Application and drying at ambient temperature of thick organic–inorganic hybrid coatings on glass

Abstract

Organic–inorganic hybrid coatings have achieved success in scientific environments because they can be designed using the sol–gel route to combine the high hardness and chemical stability typical of glass-like or ceramic materials (i.e., the inorganic side) with the toughness and ductility typical of organic materials (i.e., the organic side). Nevertheless, organic–inorganic hybrid coatings are often very brittle, and they can collapse if applied as thick film on rigid substrates because of the shrinkage during the drying/curing process. However, the manufacturing of a thick coating is compulsory, when stringent requirements for scratch performance and wear endurance must be met.
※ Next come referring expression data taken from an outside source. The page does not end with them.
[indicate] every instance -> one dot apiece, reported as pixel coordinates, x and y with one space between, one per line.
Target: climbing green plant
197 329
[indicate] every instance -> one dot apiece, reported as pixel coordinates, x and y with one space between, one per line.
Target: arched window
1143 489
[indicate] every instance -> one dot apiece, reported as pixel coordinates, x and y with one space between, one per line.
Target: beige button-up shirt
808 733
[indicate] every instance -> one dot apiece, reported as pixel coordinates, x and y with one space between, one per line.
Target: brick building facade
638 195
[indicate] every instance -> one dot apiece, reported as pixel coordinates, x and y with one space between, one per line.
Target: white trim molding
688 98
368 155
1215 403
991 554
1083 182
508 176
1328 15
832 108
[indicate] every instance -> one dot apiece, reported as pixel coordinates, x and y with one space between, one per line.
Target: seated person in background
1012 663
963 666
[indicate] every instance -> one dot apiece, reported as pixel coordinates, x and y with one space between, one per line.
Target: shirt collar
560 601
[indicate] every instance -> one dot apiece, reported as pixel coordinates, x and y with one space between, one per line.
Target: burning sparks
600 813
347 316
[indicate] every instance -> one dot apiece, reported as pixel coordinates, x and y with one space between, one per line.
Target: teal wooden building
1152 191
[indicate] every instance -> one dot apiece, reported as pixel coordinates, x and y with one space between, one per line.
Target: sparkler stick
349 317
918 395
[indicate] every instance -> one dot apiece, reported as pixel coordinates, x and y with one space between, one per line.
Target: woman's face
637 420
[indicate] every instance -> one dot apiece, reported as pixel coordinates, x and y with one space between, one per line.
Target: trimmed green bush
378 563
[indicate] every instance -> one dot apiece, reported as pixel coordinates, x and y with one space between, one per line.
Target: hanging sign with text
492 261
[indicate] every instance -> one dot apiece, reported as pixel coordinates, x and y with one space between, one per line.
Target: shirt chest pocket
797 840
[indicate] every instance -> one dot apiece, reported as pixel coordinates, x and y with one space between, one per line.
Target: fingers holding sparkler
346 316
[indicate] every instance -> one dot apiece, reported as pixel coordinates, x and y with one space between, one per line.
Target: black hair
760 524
In this respect, the present investigation proposes the design of self-drying silicone–epoxy resins and the manufacturing of the corresponding thick coatings (approximately ~120μm thick) on as-received and micro-corrugated glass using an automatic drawdown applicator. The scratch performance of the coatings was tested using progressive- and constant-mode scratch tests, and the wear resistance was examined using dry sliding linear reciprocating tribological tests. The experimental findings demonstrate how the role of the interface is crucial and how micro-corrugation is extremely beneficial in increasing the threshold of the maximum thickness beyond that at which coating bulging and delamination occur.